Stage 3: Technical Assessment

This stage typically involves a take-home case study or a live technical interview. At Skalar, the focus will almost certainly involve pipeline architecture, data modeling, and handling messy financial data. Expect scenarios where there is no clean answer, and you need to walk through trade-offs explicitly.

Stage 4: Final Interview with Founders

The final round usually involves meeting multiple founders or senior team members. This is where culture fit, ambition, and judgment get tested. Skalar's founders have operated at high levels before. They will notice quickly if you hedge too much or fail to take a clear position on technical choices.

Interview Tips Specific to This Role

Generic interview advice will not get you far at a company like Skalar. The team has seen hundreds of candidates across multiple ventures. You need to bring something specific.
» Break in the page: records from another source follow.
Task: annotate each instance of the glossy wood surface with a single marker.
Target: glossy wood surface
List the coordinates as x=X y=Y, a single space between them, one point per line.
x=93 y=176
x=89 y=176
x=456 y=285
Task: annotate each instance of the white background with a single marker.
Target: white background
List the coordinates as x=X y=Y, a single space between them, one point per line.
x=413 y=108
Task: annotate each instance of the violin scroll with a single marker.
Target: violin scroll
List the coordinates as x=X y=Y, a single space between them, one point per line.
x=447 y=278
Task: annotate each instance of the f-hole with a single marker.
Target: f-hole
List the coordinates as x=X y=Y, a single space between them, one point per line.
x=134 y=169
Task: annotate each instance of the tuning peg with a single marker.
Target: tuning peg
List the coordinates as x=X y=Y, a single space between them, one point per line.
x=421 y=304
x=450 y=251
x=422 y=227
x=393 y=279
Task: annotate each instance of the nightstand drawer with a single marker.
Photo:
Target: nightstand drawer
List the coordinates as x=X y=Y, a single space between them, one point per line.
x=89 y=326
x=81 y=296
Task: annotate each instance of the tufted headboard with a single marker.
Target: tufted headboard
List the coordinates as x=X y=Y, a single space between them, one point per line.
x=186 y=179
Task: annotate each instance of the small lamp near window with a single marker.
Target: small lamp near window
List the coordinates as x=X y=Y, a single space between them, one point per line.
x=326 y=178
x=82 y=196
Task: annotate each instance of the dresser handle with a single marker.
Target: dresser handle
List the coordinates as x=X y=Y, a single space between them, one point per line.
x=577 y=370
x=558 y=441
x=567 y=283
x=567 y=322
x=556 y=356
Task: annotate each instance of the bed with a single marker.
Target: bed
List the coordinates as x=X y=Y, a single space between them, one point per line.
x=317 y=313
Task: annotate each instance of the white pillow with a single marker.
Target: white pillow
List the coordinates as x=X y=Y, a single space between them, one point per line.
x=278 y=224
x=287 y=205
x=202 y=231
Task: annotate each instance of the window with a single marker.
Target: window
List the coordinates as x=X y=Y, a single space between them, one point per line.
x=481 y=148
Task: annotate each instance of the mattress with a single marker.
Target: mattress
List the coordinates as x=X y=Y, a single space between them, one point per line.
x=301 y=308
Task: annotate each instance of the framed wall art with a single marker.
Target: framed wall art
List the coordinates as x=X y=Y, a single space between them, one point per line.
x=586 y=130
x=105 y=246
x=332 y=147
Talk about the hard parts of past projects. Skalar is building infrastructure for sensitive financial data. They need to trust you with that. Sharing stories about where things broke, what you did wrong, and how you fixed it shows maturity and honesty.

Prepare a point of view on modern data stack choices. Should they use dbt? Snowflake or BigQuery? Airflow or a lighter orchestration tool? You do not need the perfect answer. You need a clear, reasoned one.

Ask about the product roadmap and how data connects to it. Showing that you think beyond pipelines and into business outcomes signals the kind of senior-level thinking Skalar is looking for.

Finally, come ready to discuss leadership. Even if managing a team is not your immediate goal, Skalar explicitly mentions hiring and mentoring as part of the role. Demonstrating that you have thought about how to build a data team shows you are thinking long-term.

How to Stand Out as a Candidate

Hundreds of data engineers exist in the Munich market and across Germany. The ones who get calls back from early-stage, high-caliber teams tend to do a few things differently.

  • Reference fintech or financial data experience prominently. Skalar works with highly regulated, sensitive data. Prior experience in finance, payroll, or accounting software is a genuine differentiator.
  • Show evidence of greenfield work. If you have built a data warehouse from scratch before, say so clearly and describe the decisions you made.
  • Demonstrate you understand data as a product. Mention how your work enabled analysts or scientists to do better work downstream.
  • Keep your application focused and direct. No long cover letters with generic enthusiasm. One or two sharp paragraphs that show you have read the job description carefully will go further.

Skalar is at an early and consequential stage. The person who fills this role will have a real impact on the company's direction, not just its codebase. Candidates who approach the application that way, with ambition, specificity, and a genuine interest in the problem Skalar is solving, are the ones most likely to move forward.